Desde 1995, como fundadora e primeira secretária do Caporec, Coletivo dos Alfabetizadores Populares da Região Cacaueira, esta índia nascida em Ilhéus e ainda estudante de pedagogia, movida pelas questões ligadas à identidade de seu povo e de sua própria educação formal, volta à aldeia, de onde sua mãe saíra com quinze anos de idade. Núbia conhece a índia Pedrísia Damásio Oliveira e a encaminha para ser alfabetizada no Caporec. Pedrísia vem a ser a primeira professora da aldeia formada pelo Coletivo e junto com Núbia começa, em 1996, uma luta pela alfabetização na comunidade. Em 1999, já pedagoga formada pela Universidade Estadual de Santa Cruz, Núbia começa a trabalhar na Fase, onde continua sua luta pela conquista do direito à educação escolar diferenciada para os Tupinambás de Olivença. E foi através dessa luta pela educação diferenciada de seu povo que ela acabou conseguindo organizar a comunidade para outras duas: pelo reconhecimento étnico e pela demarcação do território Tupinambá de Olivença.
A visita de um GT da Funai para estudos da área, que passou um mês na Aldeia no final de 2001, acabou acelerando o processo e em 2002 a Funai reconheceu o Povo Indígena Tupinambá de Olivença. No entanto, o processo de demarcação das terras ainda não se resolveu. Núbia acredita que forças políticas e econômicas não permitiram ainda que a demarcação se concretizasse pois na área a ser demarcada há a presença, de latifundiários, de médios fazendeiros, do setor hoteleiro e até de Áreas de Proteção Ambiental, o que pode estar dificultando a resolução da questão. Mas na luta pela educação a comunidade acaba sendo vencedora: conseguiu a criação da EITO – Escola Indígena Tupinambá de Olivença; a contratação de 42 professores indígenas e diretores; e o acesso à material didático e à merenda escolar. Com essa luta, o povo Tupinambá também conquistou um destaque muito grande junto aos movimentos de direitos políticos na Bahia, diz Núbia, “somos sempre chamados pra participar de reuniões e encontros, dar palestras, falar da nossa luta”.

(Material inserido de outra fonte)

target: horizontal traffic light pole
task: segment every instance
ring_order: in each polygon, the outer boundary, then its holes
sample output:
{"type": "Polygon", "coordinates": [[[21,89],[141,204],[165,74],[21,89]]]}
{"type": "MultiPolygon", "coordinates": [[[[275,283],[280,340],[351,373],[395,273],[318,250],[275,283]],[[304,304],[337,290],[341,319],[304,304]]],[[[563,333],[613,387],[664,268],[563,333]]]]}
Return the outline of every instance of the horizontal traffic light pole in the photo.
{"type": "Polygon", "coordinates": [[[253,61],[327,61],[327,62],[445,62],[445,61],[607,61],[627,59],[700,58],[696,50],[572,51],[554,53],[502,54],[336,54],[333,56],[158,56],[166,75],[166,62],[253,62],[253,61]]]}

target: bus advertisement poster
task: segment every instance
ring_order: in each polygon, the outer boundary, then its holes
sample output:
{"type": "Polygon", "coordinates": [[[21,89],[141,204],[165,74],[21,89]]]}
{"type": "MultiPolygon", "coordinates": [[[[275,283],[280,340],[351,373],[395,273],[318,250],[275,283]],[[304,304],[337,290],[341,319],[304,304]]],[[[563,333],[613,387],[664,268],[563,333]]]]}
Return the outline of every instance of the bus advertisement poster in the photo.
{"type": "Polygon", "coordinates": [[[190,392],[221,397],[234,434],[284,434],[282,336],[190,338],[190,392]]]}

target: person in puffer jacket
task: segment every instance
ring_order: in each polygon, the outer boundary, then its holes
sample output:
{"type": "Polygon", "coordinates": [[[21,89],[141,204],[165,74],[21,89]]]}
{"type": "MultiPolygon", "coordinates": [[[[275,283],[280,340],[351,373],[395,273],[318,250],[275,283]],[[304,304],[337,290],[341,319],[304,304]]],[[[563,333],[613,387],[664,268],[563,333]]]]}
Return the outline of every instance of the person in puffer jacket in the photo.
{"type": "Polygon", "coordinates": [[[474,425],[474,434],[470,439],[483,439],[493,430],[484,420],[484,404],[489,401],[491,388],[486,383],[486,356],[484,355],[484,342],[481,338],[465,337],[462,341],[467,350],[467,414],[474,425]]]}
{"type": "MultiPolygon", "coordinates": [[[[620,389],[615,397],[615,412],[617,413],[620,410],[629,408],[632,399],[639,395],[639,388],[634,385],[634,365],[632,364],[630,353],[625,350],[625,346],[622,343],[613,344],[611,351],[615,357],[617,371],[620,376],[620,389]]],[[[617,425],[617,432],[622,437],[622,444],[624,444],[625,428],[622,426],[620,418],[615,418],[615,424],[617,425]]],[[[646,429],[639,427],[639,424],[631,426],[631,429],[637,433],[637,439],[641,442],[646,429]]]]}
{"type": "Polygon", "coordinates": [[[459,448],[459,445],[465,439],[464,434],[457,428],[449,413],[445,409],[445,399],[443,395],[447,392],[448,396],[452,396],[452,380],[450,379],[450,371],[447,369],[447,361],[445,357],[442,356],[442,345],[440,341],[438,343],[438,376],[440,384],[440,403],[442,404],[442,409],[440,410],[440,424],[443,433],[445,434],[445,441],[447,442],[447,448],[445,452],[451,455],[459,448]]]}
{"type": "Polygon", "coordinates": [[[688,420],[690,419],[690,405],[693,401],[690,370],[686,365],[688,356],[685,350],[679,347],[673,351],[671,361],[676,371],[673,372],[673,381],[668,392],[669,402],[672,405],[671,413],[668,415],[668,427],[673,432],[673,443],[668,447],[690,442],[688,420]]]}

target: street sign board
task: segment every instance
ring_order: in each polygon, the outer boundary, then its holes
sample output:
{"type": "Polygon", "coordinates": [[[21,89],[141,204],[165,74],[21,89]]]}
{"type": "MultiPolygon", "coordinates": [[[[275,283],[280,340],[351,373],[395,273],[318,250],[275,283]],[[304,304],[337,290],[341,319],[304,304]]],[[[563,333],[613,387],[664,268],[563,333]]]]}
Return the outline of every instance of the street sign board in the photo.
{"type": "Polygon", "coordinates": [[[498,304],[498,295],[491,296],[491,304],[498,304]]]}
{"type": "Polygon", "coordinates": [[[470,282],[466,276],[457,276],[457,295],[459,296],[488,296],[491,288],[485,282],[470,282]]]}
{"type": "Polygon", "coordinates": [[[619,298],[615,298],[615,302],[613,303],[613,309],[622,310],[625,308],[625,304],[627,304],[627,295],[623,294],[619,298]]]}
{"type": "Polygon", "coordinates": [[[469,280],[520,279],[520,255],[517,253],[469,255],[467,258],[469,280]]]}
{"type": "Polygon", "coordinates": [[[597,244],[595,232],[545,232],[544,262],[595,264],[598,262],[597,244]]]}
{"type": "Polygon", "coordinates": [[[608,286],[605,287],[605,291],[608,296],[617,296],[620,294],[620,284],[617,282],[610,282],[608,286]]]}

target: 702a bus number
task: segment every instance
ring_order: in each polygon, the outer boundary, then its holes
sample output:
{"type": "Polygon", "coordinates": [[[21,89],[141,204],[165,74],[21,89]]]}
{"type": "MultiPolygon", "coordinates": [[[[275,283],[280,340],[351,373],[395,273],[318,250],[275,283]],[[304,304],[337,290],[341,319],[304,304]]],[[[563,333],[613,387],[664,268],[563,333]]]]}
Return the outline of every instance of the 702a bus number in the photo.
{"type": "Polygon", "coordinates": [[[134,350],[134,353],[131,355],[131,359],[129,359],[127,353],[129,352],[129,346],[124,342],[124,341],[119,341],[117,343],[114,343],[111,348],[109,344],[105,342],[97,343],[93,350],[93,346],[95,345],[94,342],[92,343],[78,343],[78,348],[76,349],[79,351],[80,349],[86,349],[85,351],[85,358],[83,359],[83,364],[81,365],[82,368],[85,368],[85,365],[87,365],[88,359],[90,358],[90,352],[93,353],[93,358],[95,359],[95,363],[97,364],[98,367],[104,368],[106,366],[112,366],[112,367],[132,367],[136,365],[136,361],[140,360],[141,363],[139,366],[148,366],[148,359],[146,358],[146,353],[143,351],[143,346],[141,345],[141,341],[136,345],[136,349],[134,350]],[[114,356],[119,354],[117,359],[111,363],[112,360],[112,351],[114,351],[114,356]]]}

Em 2003, acompanhando de dentro o processo de oficialização do Fórum de Educação Indígena do Estado, ela chega à secretaria do Fórum onde fica até 2005. Entre dezembro de 2003 e maio de 2005, Núbia também participou do Projeto Construindo a Consciência do Direito a ter Direitos junto a jovens afrodescendentes do Bairro Maria Pinheiro (Itabuna) e com o povo indígena Tupinambá de Olivença (Ilhéus, Una, Buerema) desenvolvido pela FASE Bahia e seus parceiros nos municípios de Itabuna, Ilhéus, Una e Buararema, com o apoio da Secretaria Especial dos Direitos Humanos. A experiência envolveu quatro comunidades, capacitou, atendeu, orientou e encaminhou as pessoas que procuravam seus serviços. Foram prestados atendimentos e orientações jurídicas, administrativas e de acesso à documentação civil, como ações civil pública, ações de representações, além do fornecimento de fotografias para documentação e matrícula nas redes públicas de educação municipal e estadual. O projeto produziu material didático sobre Direitos Humanos; atuou na divulgação dos direitos humanos em atividades relacionadas ao exercício da cidadania e à participação popular em políticas públicas; conseguiu que o programa de rádio “Direitos Humanos” fosse ao ar por 53 vezes na Rádio Conquista.